EXPRESSIONS in ancient writers which may be interpreted as indicating a notion of gravitation in the Newtonian sense, no doubt occur. But such a notion, we may be sure, must have been in the highest degree obscure, wavering, and partial. I have mentioned (Book i. [Chap. 3]) an author who has fancied that he traces in the works of the ancients the origin of most of the vaunted discoveries of the moderns. But to ascribe much importance to such expressions would be to give a false representation of the real progress of science. Yet some of Newton’s followers put forward these passages as well deserving notice; and Newton himself appears to have had some pleasure in citing such expressions; probably with the feeling that they relieved him of some of the odium which, he seems to have apprehended, hung over new discoveries. The Preface to the Principia, begins by quoting[40] the authority of the ancients, as well as the moderns, in favor of applying the science of Mechanics to Natural Philosophy. In the Preface to David Gregory’s Astronomiæ Physicæ et Geometricæ Elementa, published in 1702, is a large array of names of ancient authors, and of quotations, to prove the early and wide diffusion of the doctrine of the gravity of the Heavenly Bodies. And it appears to be now made out, that this collection of ancient authorities [545] was supplied to Gregory by Newton himself. The late Professor Rigaud, in his Historical Essay on the First Publication of Sir Isaac Newton’s Principia, says (pp. 80 and 101) that having been allowed to examine Gregory’s papers, he found that the quotations given by him in his Preface are copied or abridged from notes which Newton had supplied to him in his own handwriting. Some of the most noticeable of the quotations are those taken from Plutarch’s Dialogue on the Face which appears in the Moon’s Disk: it is there said, for example, by one of the speakers, that the Moon is perhaps prevented from falling to the earth by the rapidity of her revolution round it; as a stone whirled in a sling keeps it stretched. Lucretius also is quoted, as teaching that all bodies would descend with an equal celerity in a vacuum:

Omnia quapropter debent per inane quietum
Æque ponderibus non æquis concita ferri.

Lib. ii. v. 238.

[40] Cum veteres Mechanicam (uti author est Pappus), in rerum Naturalium investigatione maximi fecerint, et recentiores, missis formis substantialibus et qualitatibus occultis, Phenonmena Naturæ ad leges mathematicas revocare aggressa sunt; visum est in hoc Tractatu Mathesin excolere quatenus ea ad Philosophiam spectat.

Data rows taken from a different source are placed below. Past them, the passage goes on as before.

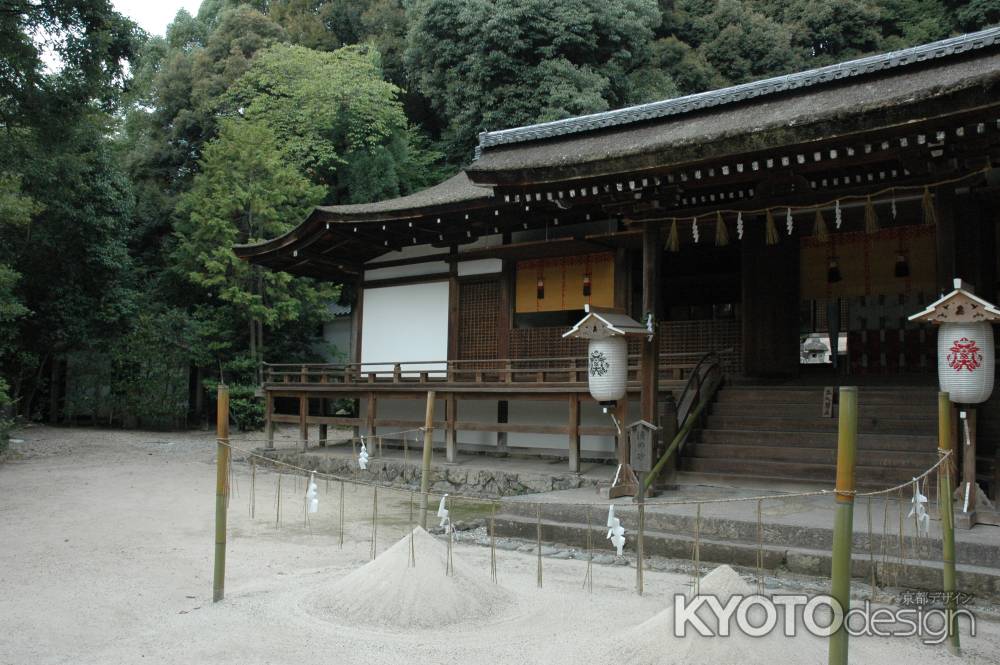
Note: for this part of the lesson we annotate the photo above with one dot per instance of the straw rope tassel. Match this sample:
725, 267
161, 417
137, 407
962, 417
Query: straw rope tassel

It is asserted in Gregory’s Preface that Pythagoras was not unacquainted with the important law of gravity, the inverse squares of the distances from the centre. For, it is argued, the seven strings of Apollo’s lyre mean the seven planets; and the proportions of the notes of strings are reciprocally as the inverse squares of the weights which stretch them.

I have attempted, throughout this work, to trace the progress of the discovery of the great truths which constitute real science, in a more precise manner than that which these interpretations of ancient authors exemplify.